COPD: Comorbidities in a High-Risk State

November 3, 2015
Dava Stewart

In Kentucky, chronic obstructive pulmonary disease (COPD) and multiple comorbidities are major public health issues, and there is variation in the occurrence of both COPD and the various comorbidities depending on both gender and where in the state people live. A research team looked at the factors contributing to both.

In Kentucky, chronic obstructive pulmonary disease (COPD) and multiple comorbidities are major public health issues. There is variation in the occurrence of both COPD and comorbidities depending on both gender and where in the state people live. Abulbaset Kamour, DrPH, MMedSci, MBChB, of the Department of Epidemiology at the University of Kentucky in Lexington, along with several colleagues examined data from the Behavior Risk Factor Surveillance System (BRFSS), and their work was recently published in Journal of the COPD Foundation.

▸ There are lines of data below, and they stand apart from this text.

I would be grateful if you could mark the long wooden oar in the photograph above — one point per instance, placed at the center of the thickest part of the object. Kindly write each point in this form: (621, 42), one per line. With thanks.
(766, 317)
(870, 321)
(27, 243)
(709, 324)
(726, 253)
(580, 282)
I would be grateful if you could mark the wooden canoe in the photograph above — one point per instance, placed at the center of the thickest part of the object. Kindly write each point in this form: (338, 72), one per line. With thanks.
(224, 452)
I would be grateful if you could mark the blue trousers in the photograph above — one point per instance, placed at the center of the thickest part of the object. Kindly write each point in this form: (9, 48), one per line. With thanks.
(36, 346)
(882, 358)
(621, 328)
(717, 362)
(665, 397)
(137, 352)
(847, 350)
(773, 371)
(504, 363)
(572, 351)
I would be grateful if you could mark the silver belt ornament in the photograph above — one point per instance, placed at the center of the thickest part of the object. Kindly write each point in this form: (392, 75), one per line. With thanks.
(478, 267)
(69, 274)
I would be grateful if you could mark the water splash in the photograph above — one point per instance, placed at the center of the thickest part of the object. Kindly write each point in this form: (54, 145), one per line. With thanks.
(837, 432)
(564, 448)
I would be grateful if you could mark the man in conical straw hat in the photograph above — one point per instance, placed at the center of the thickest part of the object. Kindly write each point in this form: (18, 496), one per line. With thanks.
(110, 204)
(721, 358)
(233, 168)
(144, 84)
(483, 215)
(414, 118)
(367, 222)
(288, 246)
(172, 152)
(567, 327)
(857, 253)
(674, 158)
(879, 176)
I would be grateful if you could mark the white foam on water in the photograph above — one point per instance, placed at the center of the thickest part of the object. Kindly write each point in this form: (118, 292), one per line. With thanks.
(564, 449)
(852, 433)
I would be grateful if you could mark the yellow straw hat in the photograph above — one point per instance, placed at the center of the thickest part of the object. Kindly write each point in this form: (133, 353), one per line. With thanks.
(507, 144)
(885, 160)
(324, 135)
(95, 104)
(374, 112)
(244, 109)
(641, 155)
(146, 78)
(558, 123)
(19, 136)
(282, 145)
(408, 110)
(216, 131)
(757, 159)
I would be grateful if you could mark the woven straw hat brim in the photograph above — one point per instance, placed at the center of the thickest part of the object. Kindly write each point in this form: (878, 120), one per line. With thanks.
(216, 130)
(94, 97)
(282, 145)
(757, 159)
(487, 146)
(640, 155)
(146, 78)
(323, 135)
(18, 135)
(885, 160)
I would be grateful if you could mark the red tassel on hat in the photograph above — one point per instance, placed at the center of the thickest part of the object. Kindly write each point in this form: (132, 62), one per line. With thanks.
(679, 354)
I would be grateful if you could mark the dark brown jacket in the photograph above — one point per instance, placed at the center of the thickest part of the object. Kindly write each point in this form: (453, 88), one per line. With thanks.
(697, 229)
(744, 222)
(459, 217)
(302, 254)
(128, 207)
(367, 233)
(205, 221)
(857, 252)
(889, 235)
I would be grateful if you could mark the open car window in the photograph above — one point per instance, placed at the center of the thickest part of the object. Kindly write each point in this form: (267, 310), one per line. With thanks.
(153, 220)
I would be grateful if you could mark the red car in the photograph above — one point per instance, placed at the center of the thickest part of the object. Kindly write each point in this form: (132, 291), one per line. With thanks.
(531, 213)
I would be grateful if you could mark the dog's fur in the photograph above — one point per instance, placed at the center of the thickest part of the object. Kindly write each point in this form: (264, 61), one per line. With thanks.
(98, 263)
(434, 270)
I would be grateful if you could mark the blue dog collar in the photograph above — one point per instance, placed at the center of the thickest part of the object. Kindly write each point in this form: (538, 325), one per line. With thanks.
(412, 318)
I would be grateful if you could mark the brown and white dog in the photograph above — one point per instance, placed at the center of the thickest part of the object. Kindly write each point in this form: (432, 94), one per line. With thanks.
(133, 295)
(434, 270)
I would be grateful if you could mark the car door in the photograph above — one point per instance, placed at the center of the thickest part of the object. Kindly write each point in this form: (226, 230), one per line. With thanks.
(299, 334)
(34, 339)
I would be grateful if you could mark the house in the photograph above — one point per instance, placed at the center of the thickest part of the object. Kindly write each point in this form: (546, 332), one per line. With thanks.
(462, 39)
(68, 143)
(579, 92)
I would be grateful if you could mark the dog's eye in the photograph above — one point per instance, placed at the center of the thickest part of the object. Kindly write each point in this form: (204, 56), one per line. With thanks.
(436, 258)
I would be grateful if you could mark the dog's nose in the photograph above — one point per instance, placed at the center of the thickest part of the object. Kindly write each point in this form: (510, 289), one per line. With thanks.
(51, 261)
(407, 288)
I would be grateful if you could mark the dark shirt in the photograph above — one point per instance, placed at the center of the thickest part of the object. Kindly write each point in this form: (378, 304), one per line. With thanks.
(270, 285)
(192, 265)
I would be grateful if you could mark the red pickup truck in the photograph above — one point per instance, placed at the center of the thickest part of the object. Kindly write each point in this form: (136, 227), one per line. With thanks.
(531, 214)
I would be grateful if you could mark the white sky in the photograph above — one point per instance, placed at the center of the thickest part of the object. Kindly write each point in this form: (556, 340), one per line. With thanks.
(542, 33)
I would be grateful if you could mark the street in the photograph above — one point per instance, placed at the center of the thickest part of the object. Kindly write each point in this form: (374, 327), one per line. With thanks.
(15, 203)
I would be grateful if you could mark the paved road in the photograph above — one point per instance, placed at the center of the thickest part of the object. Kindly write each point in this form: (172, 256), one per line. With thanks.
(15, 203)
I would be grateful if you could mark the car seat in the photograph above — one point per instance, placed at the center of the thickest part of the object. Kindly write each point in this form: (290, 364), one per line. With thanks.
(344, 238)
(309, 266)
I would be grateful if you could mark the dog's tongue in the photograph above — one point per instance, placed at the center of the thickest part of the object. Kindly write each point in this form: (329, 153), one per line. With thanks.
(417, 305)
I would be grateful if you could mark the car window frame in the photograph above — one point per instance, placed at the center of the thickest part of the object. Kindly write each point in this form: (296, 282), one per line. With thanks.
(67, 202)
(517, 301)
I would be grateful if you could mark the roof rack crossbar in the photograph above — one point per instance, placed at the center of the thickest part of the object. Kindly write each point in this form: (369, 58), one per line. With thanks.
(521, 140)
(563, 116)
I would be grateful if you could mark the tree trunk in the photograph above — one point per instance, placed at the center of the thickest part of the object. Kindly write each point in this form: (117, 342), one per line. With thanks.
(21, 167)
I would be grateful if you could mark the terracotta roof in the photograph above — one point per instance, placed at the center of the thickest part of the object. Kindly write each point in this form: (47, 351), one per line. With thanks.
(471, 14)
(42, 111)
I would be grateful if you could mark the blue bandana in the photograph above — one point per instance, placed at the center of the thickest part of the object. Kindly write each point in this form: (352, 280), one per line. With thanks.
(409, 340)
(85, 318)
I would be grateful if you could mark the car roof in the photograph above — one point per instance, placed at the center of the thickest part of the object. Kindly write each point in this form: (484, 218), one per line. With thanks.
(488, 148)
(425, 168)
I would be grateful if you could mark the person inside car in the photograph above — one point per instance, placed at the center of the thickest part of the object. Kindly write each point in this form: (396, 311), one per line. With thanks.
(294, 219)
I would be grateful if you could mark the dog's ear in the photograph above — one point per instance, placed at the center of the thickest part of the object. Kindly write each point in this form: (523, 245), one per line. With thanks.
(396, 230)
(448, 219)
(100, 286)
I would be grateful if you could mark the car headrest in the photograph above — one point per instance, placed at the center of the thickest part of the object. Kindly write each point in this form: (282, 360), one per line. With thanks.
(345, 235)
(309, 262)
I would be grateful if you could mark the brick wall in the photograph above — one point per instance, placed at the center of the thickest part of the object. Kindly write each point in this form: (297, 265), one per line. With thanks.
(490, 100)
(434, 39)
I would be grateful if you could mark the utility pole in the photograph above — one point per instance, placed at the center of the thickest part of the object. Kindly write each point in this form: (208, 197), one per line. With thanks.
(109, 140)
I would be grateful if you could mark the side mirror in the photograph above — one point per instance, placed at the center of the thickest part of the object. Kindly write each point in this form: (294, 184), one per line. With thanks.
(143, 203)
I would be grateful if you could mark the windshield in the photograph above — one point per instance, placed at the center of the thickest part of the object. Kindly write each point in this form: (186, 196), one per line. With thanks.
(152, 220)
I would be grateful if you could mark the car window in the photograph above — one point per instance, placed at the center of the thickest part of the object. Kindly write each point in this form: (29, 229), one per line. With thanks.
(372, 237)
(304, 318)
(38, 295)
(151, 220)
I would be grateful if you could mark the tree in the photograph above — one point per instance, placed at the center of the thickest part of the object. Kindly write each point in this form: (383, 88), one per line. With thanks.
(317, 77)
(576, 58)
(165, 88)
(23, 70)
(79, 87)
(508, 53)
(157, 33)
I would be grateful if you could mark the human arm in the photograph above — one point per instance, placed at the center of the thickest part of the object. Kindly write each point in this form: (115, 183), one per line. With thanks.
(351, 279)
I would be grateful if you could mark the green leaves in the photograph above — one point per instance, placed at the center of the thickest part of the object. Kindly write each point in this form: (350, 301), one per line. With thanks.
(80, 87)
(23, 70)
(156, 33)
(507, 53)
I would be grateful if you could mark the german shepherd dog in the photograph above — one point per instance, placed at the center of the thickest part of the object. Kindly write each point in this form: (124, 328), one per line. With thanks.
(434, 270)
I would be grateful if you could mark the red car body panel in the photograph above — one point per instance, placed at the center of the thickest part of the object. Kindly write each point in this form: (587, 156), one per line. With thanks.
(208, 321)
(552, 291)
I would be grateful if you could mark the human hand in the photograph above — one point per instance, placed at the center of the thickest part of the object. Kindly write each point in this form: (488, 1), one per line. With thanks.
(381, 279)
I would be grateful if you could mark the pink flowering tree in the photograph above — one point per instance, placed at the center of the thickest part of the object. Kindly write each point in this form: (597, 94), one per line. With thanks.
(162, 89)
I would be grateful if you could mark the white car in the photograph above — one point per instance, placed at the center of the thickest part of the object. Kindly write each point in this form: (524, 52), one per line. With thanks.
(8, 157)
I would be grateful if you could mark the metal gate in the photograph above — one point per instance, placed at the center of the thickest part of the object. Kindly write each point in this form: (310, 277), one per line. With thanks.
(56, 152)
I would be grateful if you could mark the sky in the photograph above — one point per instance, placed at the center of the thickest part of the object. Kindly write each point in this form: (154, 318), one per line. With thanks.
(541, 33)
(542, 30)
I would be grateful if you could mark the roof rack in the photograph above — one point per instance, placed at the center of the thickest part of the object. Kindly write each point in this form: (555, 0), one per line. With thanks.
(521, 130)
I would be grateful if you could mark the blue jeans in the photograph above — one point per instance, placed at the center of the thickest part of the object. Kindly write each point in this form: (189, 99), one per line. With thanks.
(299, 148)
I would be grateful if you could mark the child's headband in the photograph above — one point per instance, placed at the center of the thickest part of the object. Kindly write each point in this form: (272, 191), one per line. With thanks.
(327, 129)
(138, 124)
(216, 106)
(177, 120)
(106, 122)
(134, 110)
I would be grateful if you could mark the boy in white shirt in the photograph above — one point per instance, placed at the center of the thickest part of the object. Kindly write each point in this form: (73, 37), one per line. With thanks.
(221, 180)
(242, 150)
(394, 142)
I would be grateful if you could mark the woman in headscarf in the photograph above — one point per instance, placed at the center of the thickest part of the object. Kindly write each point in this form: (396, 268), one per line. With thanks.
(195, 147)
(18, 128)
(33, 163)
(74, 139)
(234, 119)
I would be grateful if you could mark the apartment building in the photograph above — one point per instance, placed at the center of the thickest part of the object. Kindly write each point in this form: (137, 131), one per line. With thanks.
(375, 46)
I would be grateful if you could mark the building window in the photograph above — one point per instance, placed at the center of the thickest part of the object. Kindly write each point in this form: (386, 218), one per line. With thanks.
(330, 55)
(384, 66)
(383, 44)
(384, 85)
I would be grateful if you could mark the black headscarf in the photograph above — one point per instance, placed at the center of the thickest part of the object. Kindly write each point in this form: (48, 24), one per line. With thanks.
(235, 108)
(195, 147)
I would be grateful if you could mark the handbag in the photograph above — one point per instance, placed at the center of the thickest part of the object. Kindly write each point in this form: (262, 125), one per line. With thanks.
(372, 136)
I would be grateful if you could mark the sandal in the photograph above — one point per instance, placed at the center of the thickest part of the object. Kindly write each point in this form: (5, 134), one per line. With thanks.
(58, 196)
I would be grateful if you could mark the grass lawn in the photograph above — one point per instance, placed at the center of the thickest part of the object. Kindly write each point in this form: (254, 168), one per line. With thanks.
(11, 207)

The researchers set out to investigate “the burden of COPD in Kentucky and to evaluate the link between COPD and the major comorbidities with regard to age, sex, cigarette smoking, education level, income and Area Development Districts (ADDs).” There are 120 counties in Kentucky that share common characteristics. The ADDs are a network of “multi-county planning and development organizations.”

There were 9,585 participants from 15 ADDs, and of them 6,283 (65.5%) were women, with a mean age of 56.6 years. The men’s mean age was 53.7 years. The researchers found that the “rate of COPD varies considerably among the ADDs,” and is most prevalent in the Big Sandy and Kentucky River districts, where 18.8% and 16.8% of residents have the disease. The level of education was low in those two areas, as well. In all but one of the ADDs, COPD was more common among women than men.

The most common comorbidity was arthritis, then hypertension, depression, and diabetes. Women had arthritis and depression more often than men. When the data was adjusted for age, level of education, and smoking status, researchers found that “people with COPD had more risk of angina, arthritis, depression, diabetes and hypertension than people without COPD.”

The study has several limitations. For example, there was no laboratory testing to confirm the diagnosis of COPD, or the various comorbidities. Instead the researchers relied on the self-reported data from BRFSS. Despite those limitations and a few others, the researchers conclude that determining risk factors that may underlie gender differences and designing gender-based programs could reduce COPD comorbidities, improve prognoses, and improve the health-related quality of life for patients with COPD in Kentucky.